Organoids grown in a microfluidic device can help patients with diabetes, see ScienceDaily



[ad_1]

Scientists have created a human pancreas on a chip that has allowed them to identify the possible cause of a frequent and life-threatening complication of cystic fibrosis (CF) called diabetes badociated with CF, or CFRD.

It may also be feasible to use the small two-chamber device, composed of bio-modified pancreatic organoids, to study the causes of non-CF related conditions, such as type 1 or type 2 diabetes, according to researchers from Cincinnati Children's Hospital Medical Center. report results in Nature Communications.

However, scientists first want to know if their device can help people with cystic fibrosis – a genetic lung disease caused by a mutation in the CFTR gene. The mutation causes a water and salt imbalance on cell surfaces that clogs the lungs with thick mucus.

According to Anjaparavanda Naren, Ph.D., principal investigator of the study and director of the Cystic Fibrosis Research Center (Division of Pulmonary Medicine), CF people are aging and becoming more at risk for CFRD. Worse, until now, there was no effective way to study CFRD in the laboratory to look for better treatments.

"The mouse models of CF do not faithfully recreate CF-related diabetes in the laboratory, and it has not been possible to study the disease at the depth we reached in this study," he said. Naren. "Our technology is very similar to the human pancreas and could help us find therapeutic measures to manage the glycemic imbalance in people with CF, which is badociated with an increase in the number of illnesses and deaths."

In vitro flea technology can be used to study CFRD and glucose imbalance in specific individuals with the disease, which can be used to diagnose different manifestations of the disease in a highly personalized way. The chip can help badyze the variability of glucose measurements of different people, determine the correlation between glucose levels and the type of CFTR mutation and test small molecule interventions.

Chipping Away at the CFTR Enigma

Although it is known that mutations of the CFTR gene are at the origin of cystic fibrosis, its role in the DRFC is not clear. To answer this question, researchers began by isolating pancreatic ductal epithelial cells and pancreatic islets donated by operated patients.

The ductal organelles were grown in a transparent double chamber called a microfluidic device, which contained specific biochemical solutions to generate the pancreas on a chip. The ductal epithelial cells were cultured in the upper chamber and the pancreatic islet cells in the lower chamber, separated by a thin layer of porous membrane allowing the different chambers to interact.

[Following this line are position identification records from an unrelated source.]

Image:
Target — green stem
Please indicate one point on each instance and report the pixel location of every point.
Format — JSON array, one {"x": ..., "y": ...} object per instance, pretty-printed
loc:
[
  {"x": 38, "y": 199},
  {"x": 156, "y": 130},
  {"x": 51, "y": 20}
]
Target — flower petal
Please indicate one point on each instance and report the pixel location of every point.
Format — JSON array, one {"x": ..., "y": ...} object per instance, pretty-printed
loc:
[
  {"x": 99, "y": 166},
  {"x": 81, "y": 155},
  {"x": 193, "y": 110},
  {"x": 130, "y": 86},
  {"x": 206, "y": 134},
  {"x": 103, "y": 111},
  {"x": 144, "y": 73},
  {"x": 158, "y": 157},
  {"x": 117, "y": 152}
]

The cells grew and expanded in three-dimensional pancreatic organs that mimicked cell-to-cell communication and fluid exchange, similar to the function of a naturally-grown human pancreas.

When the researchers tested the pancreas on a chip by disrupting the expression of the CFTR gene, they impaired cell-to-cell communication, fluid exchange, and endocrine function. This caused insulin deficiency and recreated the process of CFRD disease similar to that seen in a person's pancreas. The researchers confirmed that the CFTR gene plays a direct role in the regulation of insulin secretion and the cause of diabetes in people with CF.

Microfluidic devices have existed since 1979. But innovations in design and functionality, especially since the advent of organoid technology, now allow researchers to engineer biological tissue of human organs and reproduce the functioning of organs. natural in the laboratory.

Next steps

The research team, which includes the first author of the study and research badociate, Kyu Shik Mun, PhD, will now use the devices as part of a pilot study to test FDA-approved drugs that modulate the expression of the CFTR gene. The goal will be to determine the extent to which different CFTR drugs can slow down or reverse the simulated CFRD in the laboratory.

Jamie Nathan, MD, surgical director of the Cincinnati Children's Pancreas Care Center, also collaborated.

Funding for this study was provided in part by the National Institutes of Health (DK080834, DK093045, P30DK117467) and the Cystic Fibrosis Foundation (MUN18F0, NAREN14XX0).